Tuesday, December 8, 2015

TTEC Summer Workshop July 19-24, 2015

Roland Tester
U.S. Government Teacher
Daniel Boone High School
Gray, Tennessee 

I drove up to the National Conservation Training Center in Shepherdstown, WV on July 19th, mostly sticking to Interstate 81, with a few detours along the way (when I was young, my family took numerous trips to the Civil War battlefields that dot the landscapes of Virginia, West Virginia, and Maryland; in addition, I spent 5 years as a librarian in upstate western Virginia; revisiting old haunts from Big Lick to Foamhenge to Bridgewater was a most pleasant experience). I arrived at the NCTC in the early evening, got my credentials verified by the guard, and drove in to register, where I was surprised by the size and scope of the grounds and the facilities. 

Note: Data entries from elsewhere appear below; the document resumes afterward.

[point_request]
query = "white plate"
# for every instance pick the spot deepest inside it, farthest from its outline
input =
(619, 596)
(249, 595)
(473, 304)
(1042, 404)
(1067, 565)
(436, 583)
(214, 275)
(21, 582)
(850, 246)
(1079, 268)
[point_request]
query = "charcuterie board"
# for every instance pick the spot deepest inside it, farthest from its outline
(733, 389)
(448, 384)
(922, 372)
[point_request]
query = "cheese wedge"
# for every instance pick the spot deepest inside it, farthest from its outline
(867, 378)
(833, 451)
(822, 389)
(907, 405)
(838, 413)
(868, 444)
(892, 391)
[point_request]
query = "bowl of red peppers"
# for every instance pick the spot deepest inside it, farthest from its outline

I dropped off my gear at the Murie Lodge, and headed over to Commons Building for supper. I cannot express how amazing the food was at the NCTC. Just for an example, I didn’t have the prime rib Sunday evening because it was the least appetizing item on the menu. A USWS agent I talked to (who had been to the facility a number of times) said that training attendees generally gained 3-5 pounds while at the NCTC. I sent my Dad a photo of the Maryland Crab Cakes I had for lunch one day, and he accused me of harassment. 

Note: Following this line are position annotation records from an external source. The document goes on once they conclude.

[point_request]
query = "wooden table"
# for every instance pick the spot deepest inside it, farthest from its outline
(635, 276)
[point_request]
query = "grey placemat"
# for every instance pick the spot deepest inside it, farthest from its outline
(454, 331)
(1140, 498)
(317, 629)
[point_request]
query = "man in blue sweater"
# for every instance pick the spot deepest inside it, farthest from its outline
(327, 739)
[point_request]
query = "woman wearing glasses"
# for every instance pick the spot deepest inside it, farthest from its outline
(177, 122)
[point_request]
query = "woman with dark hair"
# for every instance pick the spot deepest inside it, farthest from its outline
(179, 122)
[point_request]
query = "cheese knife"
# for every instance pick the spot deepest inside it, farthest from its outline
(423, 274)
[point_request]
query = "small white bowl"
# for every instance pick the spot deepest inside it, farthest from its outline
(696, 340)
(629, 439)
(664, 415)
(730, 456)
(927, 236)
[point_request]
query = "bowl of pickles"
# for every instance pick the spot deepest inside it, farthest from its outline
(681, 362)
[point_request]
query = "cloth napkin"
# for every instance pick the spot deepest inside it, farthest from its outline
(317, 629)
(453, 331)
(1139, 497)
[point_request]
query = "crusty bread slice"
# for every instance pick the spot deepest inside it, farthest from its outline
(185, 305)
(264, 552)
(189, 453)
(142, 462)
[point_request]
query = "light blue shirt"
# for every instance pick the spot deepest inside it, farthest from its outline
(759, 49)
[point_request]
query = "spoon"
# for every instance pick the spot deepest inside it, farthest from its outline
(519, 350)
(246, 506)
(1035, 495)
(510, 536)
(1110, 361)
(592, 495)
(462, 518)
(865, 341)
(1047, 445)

The layout of the NCTC is well-planned and executed; parking areas at the lower outskirts of the campus, next to the lodges, with the Commons and Instructional Buildings at the upper side of campus, joined by a large wooded area in the center, linked by multiple-level walkways, especially beautiful at night. In addition to the cafeteria and the instructional buildings, the NCTC campus also boasts extensive laboratory facilities, a bar/lounge, a well-equipped gymnasium/exercise center, a large auditorium, an impressive museum, and multiple exhibits, tributes, and memorials dedicated to the conservation of our national lands and the men and women and agencies that protect and preserve them. 

Out from the central campus, miles of woodlands, wetlands, riverfront areas, and sunny pastures (all cross-crossed by miles of trails) surround the facility (my Pebble data reports that I hiked 32.5 miles while at the workshop). The only thing that the campus lacked was a swimming pool and a jacuzzi, but you could always go swimming in the Potomac River if you wished. Just watch out for the local wildlife.

What can I say about the training/classes/excursions provided and hosted by the ATC/TTEC? A visit on Monday to Harper’s Ferry was definitely a highlight; seeing the official ATC headquarters, the midpoint of the Trail, and the waystation (where we met a number of thru-hikers). We did a poetry-clue quest which took us to a number of historic spots in the town (I hadn’t been to Harper’s Ferry since I was a kid, so this was most enjoyable).

Instructional time at the workshop covered practically everything about the AT; its history, the major figures involved in its establishment, expansion, and maintenance, problems facing the AT from encroaching development to overcrowding/behavioral issues stemming from its increasing popularity. We discussed myriad applications for bringing The Trail (and environmental issues in general) to the classroom. On Wednesday and Thursday, we split into different groups; I participated in the Citizen Science in the Classroom group. We did a number of Nature Hikes looking for Fibonacci sequences in plant and mineral structures, sound and smell explorations, multiple journaling/sketching, and an extensive look into the problems caused by invasive species. I learned a lot, and thought about a number of things from new perspectives (I still never found out exactly what this was that I stumbled onto on one of the outlying trails).

Of course, the greatest thing about the conference was reconnecting with the members of the Southern Cohort from our spring meeting at the Hike-Inn, and finally meeting the rest of the TTEC cohorts from the rest of the country. The only negative thing I have to say at all about the workshop at the NCTC this summer was that it came to an end; five days was far too short a time to spend with all of these wonderful and energetic people, even if a lot of them cannot pronounce “Appalachian” correctly (APP-UH-LATCH-UHN). I enjoyed hearing about all the different locales and situations that our people taught and worked in, from large urban traditional high schools, to small, very experimental K-8 schools. I suppose that this is the true indicator of the validity and relevance of the TTEC program; no matter the place and circumstances, we all had something to contribute to the group, and we all brought away new thoughts and visions to take back to our communities.